From companies’ perspective, “a large volume of a few product types is desirable to justify the significant capital investment and validation expense of an automated inspection system,” says John Shabushnig, senior manager at Pfizer and leader of the Parenteral Drug Association’s (PDA’s) Visual Inspection Interest Group and member of the US Pharmacopeia’s Visual Inspection Expert Panel. According to a 2008 PDA survey, 33% of firms used manual methods for particulate-matter inspection, 24% used semiautomated methods (e.g., a human inspector and a machine for container transport), and 43% used automated systems, says Shabushnig.

Human and machine inspection techniques are effective, but neither is perfect. Each method’s sensitivity depends on the size and location of the particle, and on the amount of contrast. Manufacturers must control variables such as lighting type, lighting intensity, and inspection time to achieve reliable and reproducible inspection results.

An analysis of several studies involving various groups of inspectors revealed that the probability that a human will detect a single 50-µm particle in clear solution in a 10-mL vial with diffuse illumination between 2000 and 3000 lux is slightly greater than 0%, says Shabushnig. The probability increases to approximately 40% for a 100-µm particle and becomes greater than 95% for particles equal to or greater than 200 µm. The results vary with the formulation and container type.

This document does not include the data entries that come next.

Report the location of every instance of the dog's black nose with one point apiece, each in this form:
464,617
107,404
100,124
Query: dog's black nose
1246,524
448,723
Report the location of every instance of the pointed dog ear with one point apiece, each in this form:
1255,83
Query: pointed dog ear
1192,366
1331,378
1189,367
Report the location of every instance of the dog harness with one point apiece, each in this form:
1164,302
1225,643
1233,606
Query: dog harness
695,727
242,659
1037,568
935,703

In general, the sensitivity of automated inspection systems is similar to that of human visual inspection, but automation can provide greater consistency than humans can. Both methods provide good sensitivity when they have been qualified or validated appropriately. “Current inspection methods are adequate when properly qualified and operated in a controlled manner, but there are still opportunities for improvement,” says Shabushnig.

Fortunately, equipment manufacturers are working to design better inspection devices. For example, companies are continuing to develop technologies that see inside powders and lyophilized cakes, as well as through opaque suspensions. “A practical, commercial system may be available in the near future to fill this gap in our current inspection capabilities,” says Shabushnig.

Improved inspection algorithms could reduce the time needed to train an inspection system to examine a new product or container. This training currently is time consuming and expensive. In addition, advances in the ability to inspect opaque or translucent containers and products would help drugmakers. “We would also benefit from advances in image processing to reduce the number of false rejects associated with automated inspection systems,” says Shabushnig.

But pharmaceutical professionals say that current techniques and methodologies for particulate inspection are generally effective, even if they have not achieved perfection. “Industry has demonstrated good performance with manual and automated inspection methods. The important point is that any inspection method, manual or automated, must be well characterized and controlled,” says Shabushnig.